4 IoT data provenance framework

This section presents the proposed generic blockchain-based data provenance framework for the IoT. As mentioned in Section 1, major benefits of a generic framework are interoperability between applications using the framework and the facilitated implementation of provenance concepts for new IoT use cases. Figure 3 displays the core architecture of the framework. It consists of three layers all embedded within a blockchain smart contract platform. Each layer represents a different level of abstraction with a diverse set of responsibilities within the framework: The storage layer is primarily concerned with low-level representation and storage of provenance data, and the generic provenance layer provides general-purpose provenance functionality, while the specific provenance layer can be modified by use cases to fine-tune the framework to their specific requirements. To this end, Section 4.1 describes the data model used for the representation of provenance data within the framework, and Section 4.2 explains the storage layer, whereas Section 4.3 and Section 4.4 describe the generic and specific provenance layers, respectively.

Fig. 3
figure 3

Data provenance framework architecture

We provide a proof-of-concept implementation of the framework consisting of smart contracts written in Solidity—a smart contract language for the Ethereum Virtual Machine (EVM). As such, the prototype can be deployed on any EVM-compatible blockchain, e.g. public permissionless blockchains such as Ethereum and Ethereum Classic, or private permissioned blockchains such as Hyperledger Burrow [19]. However, the framework is not restricted to EVM-based blockchains. The described concepts could also be implemented on any blockchain platform that provides sufficient scripting capabilities. The prototype is available as open-source software on Github.Footnote 1

4.1 Data model

Provenance data varies depending on the specific domain or application [7]. Since the IoT domain is characterised by heterogeneous applications and a wide range of possible use cases [1], there is a need for a generalised provenance data model suitable for IoT applications. As the underlying data model, our framework utilises a data provenance model specifically designed for the IoT by Olufowobi et al. [7]. Instead of taking a document-centric view on provenance data such as models like the Open Provenance Model (OPM) [20] or the PROV data model [21] which track agents performing actions on documents, the model by Olufowobi et al. focuses on the infrastructure of agents like sensors, devices, analytics services, and the exchanged data. The authors argue that in IoT environments provenance can be recorded in terms of creations or modifications of data by agents. No distinction between agents and actions is necessary since a fine-grained definition of agents already explains the action performed on the data. The model can therefore account for fine-grained provenance data while keeping a low overhead.

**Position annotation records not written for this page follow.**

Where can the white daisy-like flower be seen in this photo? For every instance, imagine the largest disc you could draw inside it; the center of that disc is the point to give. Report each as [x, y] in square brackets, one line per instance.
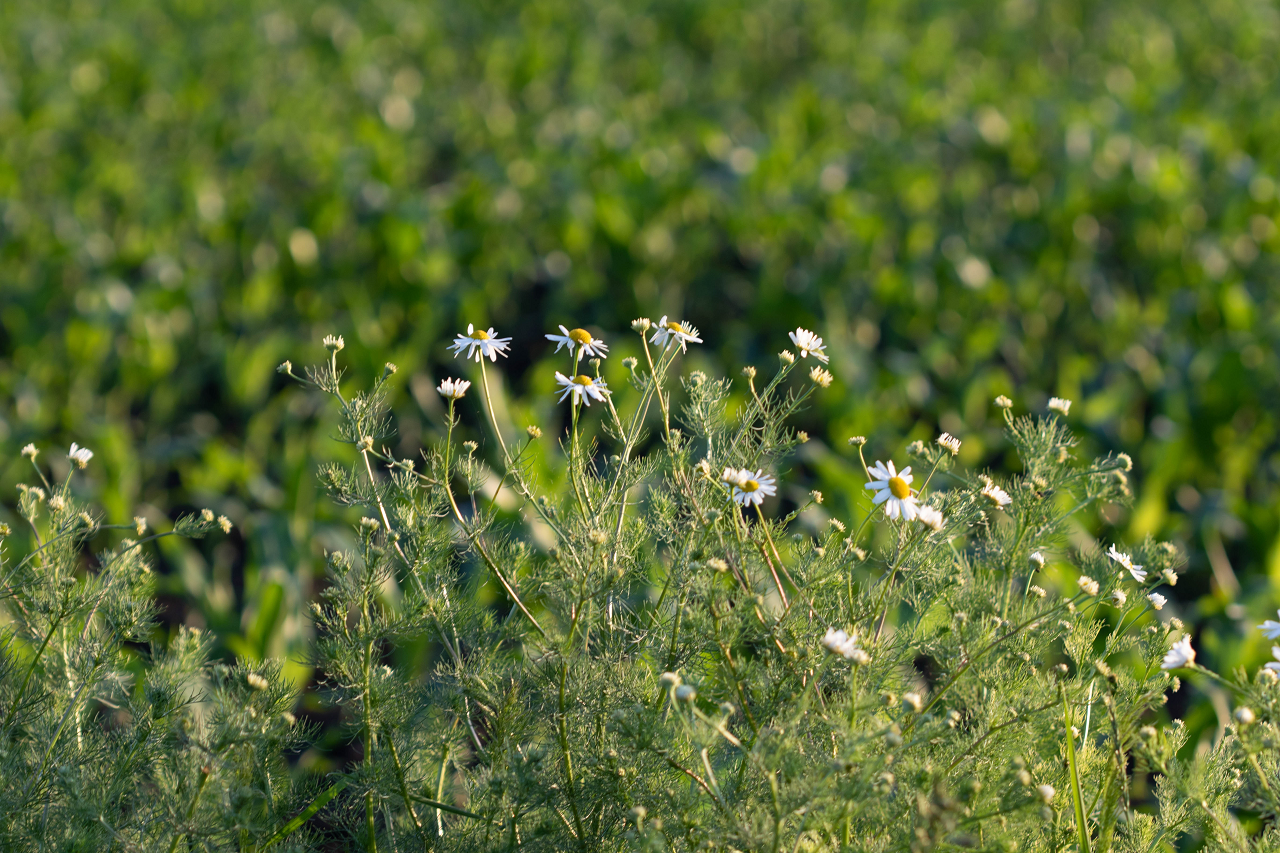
[753, 488]
[679, 331]
[821, 377]
[583, 388]
[842, 643]
[993, 493]
[929, 518]
[580, 338]
[1127, 562]
[809, 345]
[1179, 656]
[950, 443]
[453, 388]
[480, 343]
[80, 455]
[894, 489]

The model defines a data point as a uniquely identifiable and addressable piece of data. In the context of IoT systems, these can be sensor readings, complex analytics results derived from sensor readings, actuator commands, etc. The function addr(dp) denotes the address/ID of a data point dp. The function inputs(dp) refers to the set of input data points that have contributed to the creation or modification of a data point.

The model defines a provenance event as the moment an IoT system reaches a specific state which requires the collection of provenance data for a particular data point. When a provenance event occurs, information of interest for provenance about the state of the IoT system need to be recorded. The function context(dp) denotes such information. The context varies depending on the IoT application. An example of how the context parameter might be structured is displayed in Fig. 4. Agents (e.g. sensors, devices, persons, organisations, etc.) create and/or modify data points. Here, agents are defined recursively, i.e. agents can contain other agents (such as devices containing several sensors). Information related to the specific provenance event, such as events that triggered the creation/modification of the data point are defined in the execution context. Furthermore, time and location information may be added to the context as well.

Fig. 4
figure 4

UML diagram of an exemplary provenance record’s context [7]

Finally, the model defines a provenance record as a tuple associating the address of a data point with the set of provenance records of its input data points and the specific context of the corresponding provenance event. The provenance function prov(dp), providing the provenance record for some data point dp, is defined as follows:

$$ {prov} : {dp} \mapsto \langle {addr} ({dp}), \{{prov} ({idp}) | \forall{idp} \in {inputs} ({dp})\}, {context} ({dp})\rangle $$

Note that this definition of provenance allows for the description of both creation and modification of data points. In the former case, the set of input provenance records contains an empty set. In the latter case, the set of input provenance records contains the provenance record of the data point before modification, i.e. \({prov}({dp}^{\prime }) = \langle {addr}({dp}^{\prime }), \{{prov}({dp}), ...\}, {context}({dp}^{\prime })\rangle \).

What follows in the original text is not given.